Vets recommend a low carbohydrate diet for cats (ideally, a cat should get no more than 3%-9% of its calories from carbohydrates). Dry foods (even the high quality ones) contain a lot of carbohydrates and should be avoided when feeding a diabetic cat. You can get canned foods which are specially designed for diabetic cats, but some normal moist foods can be equally good. Manufactures do not have to give the exact amount of each ingredient on the label, which will probably contain the minimum or maximum level listed. But the estimate will never be precise. Janet and Binky tables give excellent nutritional information about both canned foods and dry foods. These include most cat foods found on the market and are kept up to date. If you would like to make your own calculations for home-cooked food follow the formula below:
- Obtain "as fed" or "dry weight" values of protein, fat, carbohydrate, fiber, and phosphorus from the label. Cross check: if you also have values for water and ash, the values of protein, fat, carbohydrate, fiber, ash, and water should add up to 100%.
- Calculate the amount of protein, etc, in 100 grams of food by dropping the percent sign. (Example: if a food is 9.5% protein, 100 grams of that food will contain 9.5 grams of protein.)
- Calculate total calories by multiplying protein by 3.5, fat by 8.5, and carbohydrate by 3.5, and summing the results.
- Calculate the percentage of calories from protein by dividing 3.5*protein by the total calories. Calculate the percentage of calories from fat by dividing 8.5*fat by total calories. Calculate the percentage of calories from carbohydrates by dividing 3.5*carbohydrate by total calories. Cross-check: these numbers should add up to 100%, except for rounding error.
- Calculate grams of fiber per 100 calories by dividing fiber by total calories and multiplying by 100.

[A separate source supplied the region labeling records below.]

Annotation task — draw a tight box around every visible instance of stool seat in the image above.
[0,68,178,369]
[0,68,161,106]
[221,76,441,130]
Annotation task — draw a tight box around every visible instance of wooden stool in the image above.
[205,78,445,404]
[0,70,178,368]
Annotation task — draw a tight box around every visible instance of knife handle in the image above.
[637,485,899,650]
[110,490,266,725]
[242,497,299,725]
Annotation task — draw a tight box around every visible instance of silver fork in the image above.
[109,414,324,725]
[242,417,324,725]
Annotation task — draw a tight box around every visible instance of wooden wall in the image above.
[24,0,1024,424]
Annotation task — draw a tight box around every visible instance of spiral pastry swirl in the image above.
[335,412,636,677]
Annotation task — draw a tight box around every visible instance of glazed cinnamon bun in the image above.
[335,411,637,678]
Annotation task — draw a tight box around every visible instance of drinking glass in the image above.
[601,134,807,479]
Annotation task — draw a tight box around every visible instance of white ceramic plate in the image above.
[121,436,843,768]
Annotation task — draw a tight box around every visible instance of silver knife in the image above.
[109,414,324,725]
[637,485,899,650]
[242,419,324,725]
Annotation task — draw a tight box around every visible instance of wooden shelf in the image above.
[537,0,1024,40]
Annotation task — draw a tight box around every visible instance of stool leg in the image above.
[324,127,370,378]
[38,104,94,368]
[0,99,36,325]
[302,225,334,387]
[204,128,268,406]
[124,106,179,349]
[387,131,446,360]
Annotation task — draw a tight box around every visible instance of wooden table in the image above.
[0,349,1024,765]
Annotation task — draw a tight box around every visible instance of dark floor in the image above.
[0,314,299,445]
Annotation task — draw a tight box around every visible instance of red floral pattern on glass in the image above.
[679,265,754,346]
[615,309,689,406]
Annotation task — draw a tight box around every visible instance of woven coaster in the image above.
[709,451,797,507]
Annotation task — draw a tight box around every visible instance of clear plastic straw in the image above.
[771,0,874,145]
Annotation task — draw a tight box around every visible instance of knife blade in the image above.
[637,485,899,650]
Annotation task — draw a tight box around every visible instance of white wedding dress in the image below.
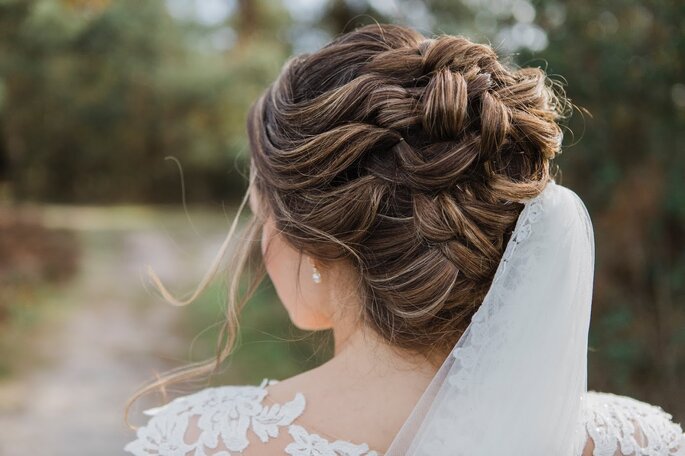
[125,181,685,456]
[125,379,685,456]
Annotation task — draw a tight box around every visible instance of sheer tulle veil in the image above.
[387,180,594,456]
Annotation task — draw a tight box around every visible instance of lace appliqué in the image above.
[124,379,304,456]
[285,424,378,456]
[583,391,685,456]
[448,189,545,389]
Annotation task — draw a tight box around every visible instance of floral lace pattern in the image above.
[285,424,378,456]
[124,379,685,456]
[124,379,378,456]
[583,391,685,456]
[448,189,546,389]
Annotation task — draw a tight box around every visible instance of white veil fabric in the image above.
[386,180,595,456]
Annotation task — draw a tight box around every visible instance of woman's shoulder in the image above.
[583,391,685,456]
[124,379,305,456]
[124,379,377,456]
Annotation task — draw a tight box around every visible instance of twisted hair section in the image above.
[248,25,570,351]
[126,24,572,420]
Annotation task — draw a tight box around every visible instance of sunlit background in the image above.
[0,0,685,455]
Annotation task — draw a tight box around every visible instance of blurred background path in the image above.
[0,208,231,456]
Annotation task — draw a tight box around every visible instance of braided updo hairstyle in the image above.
[248,25,568,351]
[125,25,572,420]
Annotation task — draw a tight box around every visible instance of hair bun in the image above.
[248,25,567,356]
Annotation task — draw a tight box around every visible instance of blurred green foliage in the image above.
[0,0,685,419]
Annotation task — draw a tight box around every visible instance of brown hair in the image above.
[125,24,571,424]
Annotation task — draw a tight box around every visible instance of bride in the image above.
[125,25,685,456]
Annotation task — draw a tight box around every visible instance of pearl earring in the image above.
[312,265,321,283]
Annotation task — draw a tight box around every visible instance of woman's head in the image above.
[248,25,568,352]
[126,25,571,420]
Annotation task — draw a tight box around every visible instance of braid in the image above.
[248,25,566,349]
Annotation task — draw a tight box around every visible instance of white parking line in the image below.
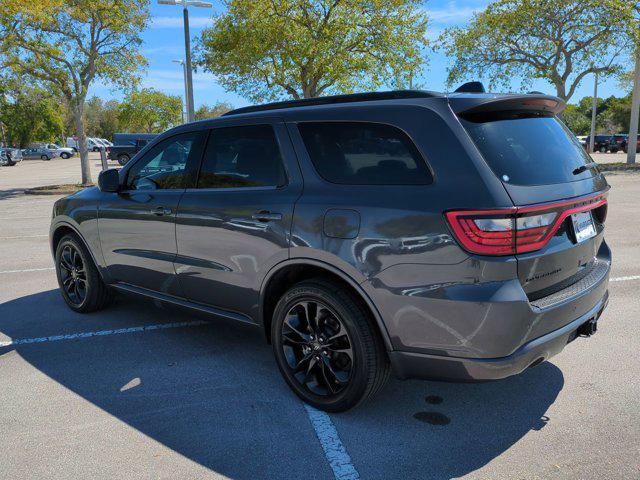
[0,267,55,275]
[0,233,49,240]
[0,320,209,347]
[304,403,360,480]
[609,275,640,282]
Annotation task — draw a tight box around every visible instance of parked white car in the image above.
[67,137,103,152]
[46,143,75,159]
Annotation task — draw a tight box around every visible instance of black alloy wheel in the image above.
[56,234,112,313]
[271,278,390,412]
[281,299,353,396]
[58,244,87,306]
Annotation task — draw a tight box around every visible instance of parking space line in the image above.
[304,403,360,480]
[0,320,210,347]
[0,233,49,240]
[0,267,55,275]
[609,275,640,282]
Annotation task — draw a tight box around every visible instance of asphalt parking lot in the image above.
[0,156,640,479]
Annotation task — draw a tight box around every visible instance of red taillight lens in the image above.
[445,194,607,255]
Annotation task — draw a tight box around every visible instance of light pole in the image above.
[171,60,189,123]
[589,73,598,154]
[158,0,213,122]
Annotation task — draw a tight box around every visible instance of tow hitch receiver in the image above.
[577,318,598,337]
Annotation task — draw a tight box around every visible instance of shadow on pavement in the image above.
[0,290,564,479]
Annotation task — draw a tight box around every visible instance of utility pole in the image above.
[627,48,640,163]
[158,0,213,122]
[589,73,598,153]
[171,60,189,123]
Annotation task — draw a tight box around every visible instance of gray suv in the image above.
[50,91,611,411]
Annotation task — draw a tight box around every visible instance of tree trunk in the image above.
[72,98,92,186]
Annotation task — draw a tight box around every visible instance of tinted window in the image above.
[462,113,594,185]
[198,125,286,188]
[298,122,433,185]
[127,132,198,190]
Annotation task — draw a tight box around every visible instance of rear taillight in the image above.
[445,193,607,255]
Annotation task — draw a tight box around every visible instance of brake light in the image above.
[445,193,607,255]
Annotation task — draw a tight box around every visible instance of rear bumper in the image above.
[389,291,609,382]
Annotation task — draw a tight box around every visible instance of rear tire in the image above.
[55,234,112,313]
[271,279,390,412]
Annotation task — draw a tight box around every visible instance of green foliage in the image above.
[195,102,233,120]
[196,0,427,102]
[0,84,64,148]
[84,97,122,140]
[441,0,635,100]
[0,0,149,184]
[562,94,631,135]
[118,88,182,133]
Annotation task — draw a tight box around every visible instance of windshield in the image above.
[461,112,597,185]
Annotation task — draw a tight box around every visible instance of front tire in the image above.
[55,234,111,313]
[271,279,390,412]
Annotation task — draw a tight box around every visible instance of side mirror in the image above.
[98,168,120,193]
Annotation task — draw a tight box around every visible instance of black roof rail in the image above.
[223,90,439,116]
[454,82,486,93]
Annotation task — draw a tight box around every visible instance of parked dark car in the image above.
[622,136,640,153]
[50,91,611,411]
[0,148,22,167]
[22,147,56,160]
[586,135,619,153]
[107,133,158,165]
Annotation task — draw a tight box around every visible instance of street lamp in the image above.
[171,60,189,123]
[158,0,213,122]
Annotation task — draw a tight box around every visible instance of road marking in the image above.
[0,233,49,240]
[0,267,55,275]
[609,275,640,282]
[304,403,360,480]
[0,320,210,347]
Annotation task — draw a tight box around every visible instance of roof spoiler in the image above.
[453,82,486,93]
[449,94,566,116]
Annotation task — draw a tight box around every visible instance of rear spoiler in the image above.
[449,94,566,116]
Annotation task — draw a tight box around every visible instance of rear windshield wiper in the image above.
[573,162,598,175]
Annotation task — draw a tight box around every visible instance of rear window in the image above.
[461,113,595,185]
[298,122,433,185]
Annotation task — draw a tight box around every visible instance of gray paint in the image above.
[52,95,611,379]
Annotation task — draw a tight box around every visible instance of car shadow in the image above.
[0,290,564,479]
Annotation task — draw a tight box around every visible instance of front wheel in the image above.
[56,234,111,313]
[271,279,390,412]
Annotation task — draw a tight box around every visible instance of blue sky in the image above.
[91,0,623,108]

- Calculate mg of phosphorus per 100 calories by dividing phosphorus by total calories and multiplying by 100,000. (The extra 1000 is to change the units of phosphorus from grams to milligrams.)
There are some oral medications available for diabetic cats which have medium to long-lasting effect. The best known of theseis Glipizide. These drugs can have some side effects (they sometimes contribute to liver damage and sometimes harm the pancreas as well). Because drugs of this sort work by making the beta cells produce more insulin they only work in early stages of diabetes when the beta cells are still alive to produce insulin. Many cats show no improvement with those drugs and will have to be switched to insulin. Owners often panic at the prospect of injecting their cats, but are surprised to find that most cats tolerate injections better than oral medications.

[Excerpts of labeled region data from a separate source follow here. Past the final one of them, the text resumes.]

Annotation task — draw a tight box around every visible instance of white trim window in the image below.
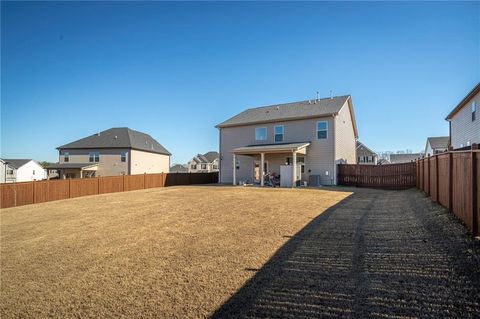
[88,152,100,163]
[274,125,285,142]
[317,121,328,140]
[472,100,477,121]
[255,127,267,141]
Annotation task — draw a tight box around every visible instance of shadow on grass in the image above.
[211,189,480,318]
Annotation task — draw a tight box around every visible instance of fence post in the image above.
[448,152,453,213]
[435,154,440,203]
[427,154,431,197]
[471,144,478,237]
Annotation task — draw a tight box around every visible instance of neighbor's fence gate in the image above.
[0,172,218,208]
[416,144,480,236]
[337,162,417,189]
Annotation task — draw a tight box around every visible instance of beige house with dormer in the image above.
[48,127,171,178]
[216,95,358,187]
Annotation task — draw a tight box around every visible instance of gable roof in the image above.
[57,127,172,155]
[215,95,358,136]
[170,164,188,173]
[356,141,377,155]
[427,136,450,149]
[3,158,32,169]
[390,153,423,164]
[445,82,480,121]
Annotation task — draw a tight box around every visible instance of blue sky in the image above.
[1,2,480,162]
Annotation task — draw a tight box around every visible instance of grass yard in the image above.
[0,186,350,318]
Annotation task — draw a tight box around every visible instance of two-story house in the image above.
[357,141,378,165]
[216,95,358,186]
[425,136,450,156]
[48,127,171,178]
[187,151,219,173]
[446,83,480,149]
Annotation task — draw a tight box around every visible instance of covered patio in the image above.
[232,142,310,187]
[47,163,98,179]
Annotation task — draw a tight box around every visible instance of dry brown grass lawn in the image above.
[0,186,349,318]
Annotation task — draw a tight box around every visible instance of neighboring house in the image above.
[390,153,424,164]
[170,164,188,173]
[377,158,391,165]
[1,158,47,183]
[48,127,171,178]
[425,136,450,156]
[187,151,219,173]
[357,141,378,165]
[446,83,480,149]
[216,95,358,186]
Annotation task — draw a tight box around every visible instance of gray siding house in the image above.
[48,127,171,178]
[357,141,378,165]
[216,95,358,186]
[446,83,480,149]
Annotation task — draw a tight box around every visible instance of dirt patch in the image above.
[0,186,350,318]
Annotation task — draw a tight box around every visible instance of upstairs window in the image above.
[255,127,267,141]
[472,101,477,121]
[317,121,328,140]
[88,152,100,163]
[275,125,283,142]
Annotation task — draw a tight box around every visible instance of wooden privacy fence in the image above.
[0,172,218,208]
[417,144,480,236]
[337,162,416,189]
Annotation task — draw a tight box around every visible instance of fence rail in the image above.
[416,148,480,236]
[0,173,218,208]
[337,163,417,189]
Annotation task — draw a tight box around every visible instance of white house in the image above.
[1,158,47,183]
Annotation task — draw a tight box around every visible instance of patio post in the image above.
[233,153,237,185]
[292,151,297,187]
[260,153,265,186]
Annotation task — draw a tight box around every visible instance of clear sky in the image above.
[1,1,480,163]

For most diabetic cats the best regime is a single dose of slow-release insulin administered twice a day, together with a low carbohydrate diet. (Because cats metabolize insulin quickly - faster, for example, than dogs - they usually need more than one jab a day. It is also better for the cat to eat smaller but more frequent meals rather than one big meal. This reduce a risk of a glucose spike. Never medicate your cat till all the tests are done and the vet tells you the appropriate type of insulin and the dose. The vet will also teach you how to inject the insulin. If injections are done well they are quick and completely painless.
Note: This information is for guidance only. It is not intended to replace consultation with a licensed practitioner.